Rich Galen, a Republican strategist and editor of Mullings.com, said Senate Democrats, led most visibly by Majority Leader Tom Daschle of South Dakota, are an easy target.

"The business about being an obstructionist is driving Daschle nuts," he said. "It’s an easy claim because the Republicans said they sent 50 bills over and they’re sitting somewhere – I do think that inactivity, though maybe too general a phrase, is most likely to be a factor in this campaign," he added.

A briefing conducted in April for Capitol Hill Republicans warned members that Democrats were likely to conduct a "mean, nasty and negative" campaign. Republicans were counseled to be aggressive, if need be, to get the GOP message across.

"Don’t kid yourself – there is no new tone in politics," said the report, conducted by Public Opinion Strategies in Alexandria, Va.

Democrats see domestic issues like Social Security and healthcare their home turf. And though Bush and Republicans have enjoyed growing confidence from voters in this areas, Democratic representatives are already touting polls that say Americans trust them more.
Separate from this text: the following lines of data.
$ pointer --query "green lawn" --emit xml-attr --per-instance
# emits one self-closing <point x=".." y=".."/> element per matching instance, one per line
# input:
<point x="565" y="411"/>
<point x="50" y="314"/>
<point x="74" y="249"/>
"The Republican Party, and the president, time and time again, have come down on the side of special interests. And their tax cut? It was for the wealthiest one percent," said DNC Spokeswoman Maria Cardona, adding that the GOP wants to take away Social Security through privatization and "destroy pristine" American lands for oil drilling.
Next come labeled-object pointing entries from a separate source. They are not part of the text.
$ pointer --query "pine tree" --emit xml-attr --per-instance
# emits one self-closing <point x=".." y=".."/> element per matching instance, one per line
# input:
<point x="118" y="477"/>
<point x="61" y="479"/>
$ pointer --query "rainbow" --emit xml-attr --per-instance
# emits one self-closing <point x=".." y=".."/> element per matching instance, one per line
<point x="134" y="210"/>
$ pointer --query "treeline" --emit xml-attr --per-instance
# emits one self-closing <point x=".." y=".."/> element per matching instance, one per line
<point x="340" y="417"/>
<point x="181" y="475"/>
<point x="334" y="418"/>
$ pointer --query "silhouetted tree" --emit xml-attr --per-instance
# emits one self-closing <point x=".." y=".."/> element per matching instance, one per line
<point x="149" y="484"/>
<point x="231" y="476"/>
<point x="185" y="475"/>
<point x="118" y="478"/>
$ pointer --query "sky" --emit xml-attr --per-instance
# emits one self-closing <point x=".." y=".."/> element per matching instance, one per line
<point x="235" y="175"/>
"That’s an effort to try and paint a picture that doesn’t exist," Racicot said on the Social Security question. There has been no proposal that would cut benefits, only one that would allow beneficiaries to voluntarily put aside a small percentage of the tax they pay on Social Security into protected markets. That’s a far cry from "destroying" Social Security, he argued.
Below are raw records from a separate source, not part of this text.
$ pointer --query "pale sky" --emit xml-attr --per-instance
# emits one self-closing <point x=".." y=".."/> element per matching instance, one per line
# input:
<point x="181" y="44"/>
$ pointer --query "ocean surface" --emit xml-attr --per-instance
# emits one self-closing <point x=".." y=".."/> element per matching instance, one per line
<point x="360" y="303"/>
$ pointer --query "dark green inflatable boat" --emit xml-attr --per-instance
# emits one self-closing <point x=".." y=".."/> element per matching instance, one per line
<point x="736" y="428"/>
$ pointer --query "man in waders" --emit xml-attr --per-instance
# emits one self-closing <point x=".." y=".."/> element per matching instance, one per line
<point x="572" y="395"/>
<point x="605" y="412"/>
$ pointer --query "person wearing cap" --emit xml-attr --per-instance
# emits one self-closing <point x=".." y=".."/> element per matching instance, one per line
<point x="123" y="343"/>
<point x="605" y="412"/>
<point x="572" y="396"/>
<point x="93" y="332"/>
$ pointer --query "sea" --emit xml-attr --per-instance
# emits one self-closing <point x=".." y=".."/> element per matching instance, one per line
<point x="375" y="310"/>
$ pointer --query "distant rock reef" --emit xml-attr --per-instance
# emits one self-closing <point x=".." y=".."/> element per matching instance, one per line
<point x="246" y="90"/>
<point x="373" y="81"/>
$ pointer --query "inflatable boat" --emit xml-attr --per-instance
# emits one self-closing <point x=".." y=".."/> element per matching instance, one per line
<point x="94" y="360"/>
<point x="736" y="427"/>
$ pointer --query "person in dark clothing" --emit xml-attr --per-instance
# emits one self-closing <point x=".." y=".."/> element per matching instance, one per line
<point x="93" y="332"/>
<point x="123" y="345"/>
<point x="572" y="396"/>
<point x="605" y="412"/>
"Anyone who suggests that has to know that it is not true and they are trying opportunistically to frighten people, and that is critically inappropriate," said Racicot. "They are just masking the fact that they don’t have their own plan."

Racicot said he is also unwilling to concede other issues to the Democrats.

"The President has put forward a number of positive steps to address a number of domestic issues facing the nation," he said. "He is providing a governing philosophy that every candidate can embrace."